Even in ultra-rare diseases with substantial need, the supposedly amenable US regulator has its red lines. Ionis learned this the hard way yesterday when it received a complete response letter for Waylivra, sending its shares crashing this morning.
This outcome was always possible given the safety worries and questions about clinical data that have plagued the antisense therapy’s regulatory journey; investors presumably believed that unmet need would be enough to carry Waylivra, which treats an ultra-rare lipid disorder, over the finishing line. It now looks uncertain whether the project will ever make it that far, and an even bigger concern is whether this means anything for the FDA’s ongoing review of Tegsedi.
The US agency is due to deliver its verdict on the amyloidosis treatment in October; EU regulators gave a green light back earlier this year. Both Tegsedi and Waylivra have been associated with declines in platelet count – one patient died of an intracranial haemorrhage in Tegsedi’s pivotal Neuro-TTR trial.
Both are also the product of Ionis’s antisense platform, and the company set up Akcea effectively as a subsidiary, to serve as the commercial arm of the business. Despite Akcea being listed separately on the stock market, Ionis retains a 75% stake in it (Ionis gives a lesson in financial engineering, 16 March 2018).
|Valuing the assets, before the CRL – Ionis and Akcea|
|Ionis – key products||NPV ($bn)|
|Total incl. others||7.01|
|Market cap at open Aug 28||6.50|
|Akcea – key products||NPV ($bn)|
|Total incl. others||2.19|
|Market cap at open Aug 28||2.09|
In hindsight, another read of the documents released for Waylivra’s advisory committee hearing back in May makes it hard to see why this setback was not more widely anticipated. True, the FDA rarely goes against a panel decision, but the outcome was far from unequivocal: panel members voted 12 to 8 in favour of Waylivra reaching the market.
Familial chylomicronemia syndrome, which Waylivra seeks to treat, is a very serious disorder that causes extremely high triglyceride levels and leaves patients exposed to fatal pancreatitis and organ damage. While acknowledging that Waylivra markedly lowers triglycerides, FDA reviewers flagged several concerns about the data.
The main issue, and the one likely to be holding up approval, is the potential for Waylivra to cause serious bleeding – several cases of severe thrombocytopenia were observed in the study. Reviewers even suggested that a risk-mitigation plan might not be sufficient to ensure safe use of the drug, and questioned the feasibility of any monitoring scheme for a lifelong therapy. The fact that the proposed dosing regimen, designed to mitigate bleeding risk, was not thoroughly tested throughout the clinical programme also raised flags.
Adding to all this was a high rate of patient discontinuations, which many panel members noted could have compromised both the safety and efficacy data. And the fact that Waylivra showed no difference to placebo on secondary endpoints such as abdominal pain or acute pancreatitis.

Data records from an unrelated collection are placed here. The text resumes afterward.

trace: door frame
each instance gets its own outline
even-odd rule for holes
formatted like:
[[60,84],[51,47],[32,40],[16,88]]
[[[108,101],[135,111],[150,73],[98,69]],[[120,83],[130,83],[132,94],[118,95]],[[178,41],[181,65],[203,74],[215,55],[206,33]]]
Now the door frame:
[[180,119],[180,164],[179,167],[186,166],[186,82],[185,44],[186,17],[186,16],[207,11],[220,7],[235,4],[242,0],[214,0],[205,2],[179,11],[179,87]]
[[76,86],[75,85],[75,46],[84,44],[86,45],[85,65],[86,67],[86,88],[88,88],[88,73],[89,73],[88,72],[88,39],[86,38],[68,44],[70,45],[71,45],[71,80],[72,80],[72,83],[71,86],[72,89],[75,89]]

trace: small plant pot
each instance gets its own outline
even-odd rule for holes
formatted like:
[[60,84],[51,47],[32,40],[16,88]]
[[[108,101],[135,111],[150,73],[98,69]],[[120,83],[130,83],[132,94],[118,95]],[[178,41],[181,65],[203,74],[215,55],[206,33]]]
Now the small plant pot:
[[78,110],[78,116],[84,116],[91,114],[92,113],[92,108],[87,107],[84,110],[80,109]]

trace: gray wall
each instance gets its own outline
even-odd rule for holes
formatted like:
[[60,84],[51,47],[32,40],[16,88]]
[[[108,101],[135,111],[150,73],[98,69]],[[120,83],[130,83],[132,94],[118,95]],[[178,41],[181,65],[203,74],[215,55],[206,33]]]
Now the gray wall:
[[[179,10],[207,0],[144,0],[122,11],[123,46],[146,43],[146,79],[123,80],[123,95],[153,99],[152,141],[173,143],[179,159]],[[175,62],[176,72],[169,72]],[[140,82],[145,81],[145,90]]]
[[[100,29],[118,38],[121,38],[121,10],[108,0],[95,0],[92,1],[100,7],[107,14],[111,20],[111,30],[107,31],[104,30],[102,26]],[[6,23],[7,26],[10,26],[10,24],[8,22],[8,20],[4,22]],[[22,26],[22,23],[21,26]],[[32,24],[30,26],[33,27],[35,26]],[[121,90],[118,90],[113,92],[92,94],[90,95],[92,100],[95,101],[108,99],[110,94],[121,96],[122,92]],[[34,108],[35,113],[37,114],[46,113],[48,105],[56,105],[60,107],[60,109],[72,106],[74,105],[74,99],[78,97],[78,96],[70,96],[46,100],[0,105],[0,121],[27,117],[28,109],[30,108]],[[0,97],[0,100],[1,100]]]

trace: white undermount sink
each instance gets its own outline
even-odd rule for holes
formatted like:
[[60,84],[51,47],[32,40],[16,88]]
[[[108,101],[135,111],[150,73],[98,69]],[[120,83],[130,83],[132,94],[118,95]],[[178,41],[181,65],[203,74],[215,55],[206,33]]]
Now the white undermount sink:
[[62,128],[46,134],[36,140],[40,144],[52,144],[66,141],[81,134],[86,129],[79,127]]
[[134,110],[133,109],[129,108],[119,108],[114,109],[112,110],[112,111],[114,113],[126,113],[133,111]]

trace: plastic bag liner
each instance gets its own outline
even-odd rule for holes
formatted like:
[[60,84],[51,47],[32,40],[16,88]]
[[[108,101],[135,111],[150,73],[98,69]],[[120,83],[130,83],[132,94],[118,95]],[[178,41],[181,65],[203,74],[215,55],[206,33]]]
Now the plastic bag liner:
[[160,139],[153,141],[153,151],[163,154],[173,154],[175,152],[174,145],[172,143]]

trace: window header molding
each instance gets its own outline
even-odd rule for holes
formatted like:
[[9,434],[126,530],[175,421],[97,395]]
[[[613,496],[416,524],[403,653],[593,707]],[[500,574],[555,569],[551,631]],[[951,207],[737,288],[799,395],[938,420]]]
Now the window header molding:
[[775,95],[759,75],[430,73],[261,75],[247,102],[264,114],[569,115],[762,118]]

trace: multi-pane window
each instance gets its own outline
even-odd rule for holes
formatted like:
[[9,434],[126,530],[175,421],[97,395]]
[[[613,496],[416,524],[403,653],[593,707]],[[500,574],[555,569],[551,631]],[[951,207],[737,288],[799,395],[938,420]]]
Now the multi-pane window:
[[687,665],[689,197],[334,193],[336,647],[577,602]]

Other than expressing “extreme disappointment” with the decision, no details of the complete response letter were revealed. Investors apparently fear that the project is dead – shares of Ionis opened down 13%, while the more exposed Akcea plunged 43%.

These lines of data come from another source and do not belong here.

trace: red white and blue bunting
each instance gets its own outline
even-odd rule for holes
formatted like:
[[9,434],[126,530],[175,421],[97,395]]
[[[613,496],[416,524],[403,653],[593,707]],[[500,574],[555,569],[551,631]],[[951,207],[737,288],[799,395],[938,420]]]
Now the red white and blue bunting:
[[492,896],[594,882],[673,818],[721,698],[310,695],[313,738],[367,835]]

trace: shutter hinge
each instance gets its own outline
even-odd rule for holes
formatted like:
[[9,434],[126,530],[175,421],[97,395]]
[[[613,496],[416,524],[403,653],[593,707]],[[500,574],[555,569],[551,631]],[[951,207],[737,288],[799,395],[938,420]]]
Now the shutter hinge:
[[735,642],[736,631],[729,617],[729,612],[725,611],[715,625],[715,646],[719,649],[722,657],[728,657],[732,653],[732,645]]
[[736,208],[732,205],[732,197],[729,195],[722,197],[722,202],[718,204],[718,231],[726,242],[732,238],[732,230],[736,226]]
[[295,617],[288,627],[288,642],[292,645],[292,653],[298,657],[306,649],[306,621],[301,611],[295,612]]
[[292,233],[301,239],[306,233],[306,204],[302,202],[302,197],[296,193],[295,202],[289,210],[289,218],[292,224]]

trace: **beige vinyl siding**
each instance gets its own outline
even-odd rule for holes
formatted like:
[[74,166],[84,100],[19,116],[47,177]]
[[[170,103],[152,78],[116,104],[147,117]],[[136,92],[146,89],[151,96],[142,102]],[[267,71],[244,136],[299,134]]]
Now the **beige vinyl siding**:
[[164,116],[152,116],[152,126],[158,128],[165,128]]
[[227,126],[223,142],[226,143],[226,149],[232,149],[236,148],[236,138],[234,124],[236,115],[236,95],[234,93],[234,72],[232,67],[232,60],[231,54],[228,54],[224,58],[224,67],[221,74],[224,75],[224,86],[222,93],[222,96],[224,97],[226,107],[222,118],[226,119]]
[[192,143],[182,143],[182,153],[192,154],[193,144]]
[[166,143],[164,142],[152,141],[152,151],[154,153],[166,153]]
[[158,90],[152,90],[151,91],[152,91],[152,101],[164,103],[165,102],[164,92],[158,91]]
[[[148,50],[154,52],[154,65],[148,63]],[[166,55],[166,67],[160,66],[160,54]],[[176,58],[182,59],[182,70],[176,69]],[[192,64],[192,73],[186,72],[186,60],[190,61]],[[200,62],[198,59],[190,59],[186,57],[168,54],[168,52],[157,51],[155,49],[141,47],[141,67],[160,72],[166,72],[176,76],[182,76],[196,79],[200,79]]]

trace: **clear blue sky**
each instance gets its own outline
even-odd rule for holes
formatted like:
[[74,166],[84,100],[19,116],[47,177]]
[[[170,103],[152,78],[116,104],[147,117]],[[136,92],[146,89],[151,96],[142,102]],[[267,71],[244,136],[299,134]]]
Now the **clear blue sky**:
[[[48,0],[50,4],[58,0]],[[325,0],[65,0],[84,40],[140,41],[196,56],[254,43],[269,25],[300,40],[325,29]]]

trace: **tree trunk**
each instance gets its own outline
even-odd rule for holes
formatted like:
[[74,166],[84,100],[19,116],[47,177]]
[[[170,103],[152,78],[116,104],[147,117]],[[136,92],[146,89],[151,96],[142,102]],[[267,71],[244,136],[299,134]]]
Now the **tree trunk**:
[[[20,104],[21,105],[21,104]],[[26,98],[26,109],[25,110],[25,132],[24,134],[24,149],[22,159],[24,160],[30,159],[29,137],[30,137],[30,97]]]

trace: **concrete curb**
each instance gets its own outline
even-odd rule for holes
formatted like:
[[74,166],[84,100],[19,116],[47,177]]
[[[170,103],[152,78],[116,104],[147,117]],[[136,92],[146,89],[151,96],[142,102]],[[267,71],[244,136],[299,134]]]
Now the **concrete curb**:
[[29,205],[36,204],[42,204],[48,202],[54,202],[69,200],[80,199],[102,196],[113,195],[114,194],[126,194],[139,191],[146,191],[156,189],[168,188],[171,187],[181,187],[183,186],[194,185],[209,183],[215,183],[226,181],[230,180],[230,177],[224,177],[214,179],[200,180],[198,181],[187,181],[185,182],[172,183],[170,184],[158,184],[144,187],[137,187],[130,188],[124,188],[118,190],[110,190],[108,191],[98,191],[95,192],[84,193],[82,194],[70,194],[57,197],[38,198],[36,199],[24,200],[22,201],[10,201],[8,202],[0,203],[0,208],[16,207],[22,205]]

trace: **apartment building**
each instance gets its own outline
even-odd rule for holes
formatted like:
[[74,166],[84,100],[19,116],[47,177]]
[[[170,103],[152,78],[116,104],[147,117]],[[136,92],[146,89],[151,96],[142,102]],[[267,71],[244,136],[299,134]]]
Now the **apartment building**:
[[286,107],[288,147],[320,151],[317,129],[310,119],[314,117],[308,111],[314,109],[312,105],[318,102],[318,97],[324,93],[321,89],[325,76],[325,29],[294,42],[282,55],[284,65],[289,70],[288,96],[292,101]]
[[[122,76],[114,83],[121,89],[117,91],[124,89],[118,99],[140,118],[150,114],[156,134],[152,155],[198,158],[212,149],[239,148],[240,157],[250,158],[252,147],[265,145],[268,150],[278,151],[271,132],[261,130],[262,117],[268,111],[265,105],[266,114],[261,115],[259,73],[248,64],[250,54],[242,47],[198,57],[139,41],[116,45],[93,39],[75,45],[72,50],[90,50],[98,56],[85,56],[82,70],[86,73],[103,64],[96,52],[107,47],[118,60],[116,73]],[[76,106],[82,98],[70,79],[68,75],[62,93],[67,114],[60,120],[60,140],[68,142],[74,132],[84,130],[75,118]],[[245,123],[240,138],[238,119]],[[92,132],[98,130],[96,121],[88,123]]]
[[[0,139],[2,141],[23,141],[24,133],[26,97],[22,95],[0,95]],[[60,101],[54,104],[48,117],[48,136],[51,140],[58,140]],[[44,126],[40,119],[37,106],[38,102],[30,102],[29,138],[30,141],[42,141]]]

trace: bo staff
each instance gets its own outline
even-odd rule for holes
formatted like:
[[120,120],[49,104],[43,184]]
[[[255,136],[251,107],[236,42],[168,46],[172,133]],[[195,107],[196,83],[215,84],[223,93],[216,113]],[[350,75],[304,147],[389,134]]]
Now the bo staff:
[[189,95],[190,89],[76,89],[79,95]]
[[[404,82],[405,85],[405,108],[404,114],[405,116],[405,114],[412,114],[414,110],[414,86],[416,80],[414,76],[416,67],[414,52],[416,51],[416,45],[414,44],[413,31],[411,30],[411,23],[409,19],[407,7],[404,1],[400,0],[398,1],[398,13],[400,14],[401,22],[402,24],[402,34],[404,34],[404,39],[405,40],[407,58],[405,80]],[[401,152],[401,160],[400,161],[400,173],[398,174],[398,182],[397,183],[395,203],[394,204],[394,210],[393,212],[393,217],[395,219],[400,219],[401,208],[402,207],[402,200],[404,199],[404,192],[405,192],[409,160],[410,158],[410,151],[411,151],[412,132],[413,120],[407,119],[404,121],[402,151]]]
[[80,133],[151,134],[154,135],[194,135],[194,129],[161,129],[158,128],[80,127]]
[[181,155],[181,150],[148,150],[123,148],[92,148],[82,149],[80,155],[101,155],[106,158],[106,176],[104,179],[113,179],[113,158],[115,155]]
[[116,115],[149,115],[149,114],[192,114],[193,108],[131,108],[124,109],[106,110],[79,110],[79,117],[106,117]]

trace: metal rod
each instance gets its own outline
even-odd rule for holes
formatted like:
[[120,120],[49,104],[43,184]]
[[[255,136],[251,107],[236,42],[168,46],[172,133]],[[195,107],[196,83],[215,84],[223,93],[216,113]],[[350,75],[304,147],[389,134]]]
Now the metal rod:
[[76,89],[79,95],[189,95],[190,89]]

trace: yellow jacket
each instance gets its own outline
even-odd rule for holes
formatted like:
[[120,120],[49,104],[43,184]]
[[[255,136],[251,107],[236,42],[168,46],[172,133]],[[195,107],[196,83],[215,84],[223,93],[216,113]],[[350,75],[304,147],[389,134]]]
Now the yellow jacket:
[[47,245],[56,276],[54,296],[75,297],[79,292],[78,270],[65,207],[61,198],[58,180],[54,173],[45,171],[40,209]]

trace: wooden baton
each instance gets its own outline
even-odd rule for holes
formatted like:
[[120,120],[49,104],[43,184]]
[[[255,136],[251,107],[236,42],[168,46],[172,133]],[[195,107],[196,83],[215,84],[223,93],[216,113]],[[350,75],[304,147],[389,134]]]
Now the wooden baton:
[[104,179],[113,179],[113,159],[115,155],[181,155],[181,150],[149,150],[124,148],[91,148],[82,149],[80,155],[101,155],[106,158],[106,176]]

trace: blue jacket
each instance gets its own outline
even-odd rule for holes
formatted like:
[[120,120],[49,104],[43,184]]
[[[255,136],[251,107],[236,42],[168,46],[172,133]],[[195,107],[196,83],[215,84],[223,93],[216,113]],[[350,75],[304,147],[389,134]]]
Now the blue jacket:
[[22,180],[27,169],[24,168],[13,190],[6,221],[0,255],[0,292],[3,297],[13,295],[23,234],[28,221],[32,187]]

What this means for Tegsedi is another question. European approval is a positive sign, though bleeding risk was always going to be a big issue for this project as well.
The sellside brushed off concerns about read-through this morning, pointing to a much stronger set of supporting data, though of course this is the same sellside that predicted regulatory success for Waylivra.
At the very least the Waylivra halt makes Tegsedi look like a riskier bet. The US regulator has already delayed its decision once, and another setback would be a huge blow.